Someday, a digital avatar may live on forever that replicates everything about you.

You can already guess at how this might work.

Voice assistants like Apple's Siri and Microsoft's Cortana seem to have a personality, especially when they make snarky jokes.

Now imagine a robot that has your own personality. It can tell the jokes you normally say, use your voice inflection, and possibly even state your political views. This avatar would know, for example, that you're more than a mild Golden State Warriors fan. It could analyze the fact that you bought a Stephen Curry jersey on Amazon, record all of the games on DISH Network, and bought a plane ticket to the next game on Expedia.

The avatar would also know your food preferences, based on online searches. It could predict, with a high degree of accuracy, what you might say and do in many situations.

That might seem like a stretch, but it's possible your online footprint is already robust enough to create a rough facsimile of you. Your posts on Twitter, Google searches, photo archive, and even your text messages are like a blueprint. And, according to at least one expert, there are some signs that this information could be used to create an entity that lives on forever.

Patrick Kalaher is the VP of Tech Strategy at Frog, the design company. He told me the computational power required for an avatar is getting faster, cheaper, and more nuanced.

"To the extent that we can use a vast database of digital expression--what we have written, or otherwise expressed in social media through pictures, videos, and audio of us--to predict what we might say or do in the future, what we look like, and sound like, we'll be able to make that happen soon," he says. At the same time, the idea that this would be a perfect replicant (to use a word from Blade Runner) is a ways off.

Kalaher brought up the example of his own father, who died in 2001. There's enough data to build an avatar that matches his phrasing and opinions about basketball players, but it would be harder to predict what he might say about the recent presidential election.

One issue is that there are many complex systems in the human brain that we don't fully understand yet, especially those related to micro-biomes, genes and proteomes. Individually, we might be able to understand them, but their interactions with other chemicals has proved to be a challenge not only to analyze but to model effectively.

Another issue is that "who we are" is more than a question about our DNA structure. Today, the field of epigenetics (or gene expression) and proteomics (the study of proteins) adds more complexity to the equation. An avatar that replicated "who we are" would have to know about the extremely complex interactions between our genes and proteins.

"Consider that most of the DNA in and around our bodies doesn't even belong to us--it's in our microbiome, which is largely unknown at this point," says Kalaher. "All of these are several orders of magnitude more complex to understand than mere DNA analysis."

Kalaher says some form of an avatar, though, is entirely possible already. To create a rough facsimile, we won't have to model everything, only enough to seem convincing.

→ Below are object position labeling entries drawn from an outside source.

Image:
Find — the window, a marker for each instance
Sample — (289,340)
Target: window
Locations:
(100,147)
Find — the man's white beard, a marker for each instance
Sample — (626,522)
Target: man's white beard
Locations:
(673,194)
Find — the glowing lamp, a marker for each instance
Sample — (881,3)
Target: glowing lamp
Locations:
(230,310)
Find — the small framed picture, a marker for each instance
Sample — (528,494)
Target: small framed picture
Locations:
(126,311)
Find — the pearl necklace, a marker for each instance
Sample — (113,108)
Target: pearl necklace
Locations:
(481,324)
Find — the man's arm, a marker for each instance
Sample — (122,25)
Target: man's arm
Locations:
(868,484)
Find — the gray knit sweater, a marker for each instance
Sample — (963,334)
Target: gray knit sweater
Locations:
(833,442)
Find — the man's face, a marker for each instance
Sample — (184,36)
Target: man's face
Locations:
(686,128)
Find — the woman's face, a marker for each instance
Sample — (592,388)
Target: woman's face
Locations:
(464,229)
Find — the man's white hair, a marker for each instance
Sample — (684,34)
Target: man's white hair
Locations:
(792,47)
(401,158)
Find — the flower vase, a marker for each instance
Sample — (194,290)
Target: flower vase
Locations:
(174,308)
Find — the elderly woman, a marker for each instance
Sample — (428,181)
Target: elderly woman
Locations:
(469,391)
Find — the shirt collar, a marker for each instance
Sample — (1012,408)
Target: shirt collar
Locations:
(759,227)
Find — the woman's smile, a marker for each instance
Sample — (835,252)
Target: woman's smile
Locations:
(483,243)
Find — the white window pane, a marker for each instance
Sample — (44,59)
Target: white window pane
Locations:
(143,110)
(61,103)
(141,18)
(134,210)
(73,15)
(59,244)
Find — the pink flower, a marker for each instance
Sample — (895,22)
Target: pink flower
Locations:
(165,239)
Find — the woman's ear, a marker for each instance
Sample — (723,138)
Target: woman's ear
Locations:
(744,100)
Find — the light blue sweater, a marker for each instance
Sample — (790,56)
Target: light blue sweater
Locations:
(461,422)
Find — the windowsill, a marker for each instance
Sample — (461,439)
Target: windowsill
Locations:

How would this help? I imagine a digital avatar working a bit like a Facebook page for someone who is deceased. You can go back and visit the page and see photos and posts. An avatar might be able to help loved ones to some extent, although it's obvious this bot would never serve as a replacement. Being human also involves touch, emotion, and feeling. Decades from now, an avatar that can express the thoughts and feelings of someone might at least bring back some memories and possibly help with decision-making (say, suggest the name for a new baby or where to live).

More than this, a digital avatar might help us cope with our own mortality. We would see that there is at least some chance our opinions and thoughts will live on. As we post on social media and write our opinions, we're building a future avatar, one post at a time.